Closed DHekstra closed 1 month ago
Did all of the failed runs include --refine-uncertainties
?
You can you try increasing the --mc-samples
to 20 if you have enough memory or decreasing the --learning-rate
to 1e-4 if you don't.
yes, I think all successful and failed runs had --refine-uncertainties
.
I'll make both suggestions.
okay -- can you compile a list of parameters for which runs succeeded and failed? maybe the failures have something in common.
Tentatively the same problem as https://github.com/rs-station/careless/issues/61 which was resolved by https://github.com/rs-station/careless/pull/62. I'll report back.

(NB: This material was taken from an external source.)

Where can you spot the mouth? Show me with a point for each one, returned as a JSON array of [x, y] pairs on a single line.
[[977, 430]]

not sure if this is causal, but the ev11 likelihood should be adjusted to used a shift in its bijectors for transformed variables: https://github.com/rs-station/careless/blob/5a1dbf5174c43fe4796b8d1e4f299f7fa3a268eb/careless/models/likelihoods/mono.py#L40
note to self:
--epsilon
may help.@DHekstra , is it true that the common factor in failed training runs was not Student T but rather image layers?
yes, that is true. this batch of runs did not include a no-image layer "control". the no-image-layer case did complete without problems previously.
@DorisMai found a bug (https://github.com/rs-station/careless/pull/122) in the surrogate posteriors which could have been leading to numerical instability. After I do the next release, it'd be nice to see if your issues go away.
Okay, @DHekstra , please give version 0.3.5 a try when you have a chance.
I think this is fully addressed by #167 and #168. I'm closing this until we hear of numerical issues cropping up again.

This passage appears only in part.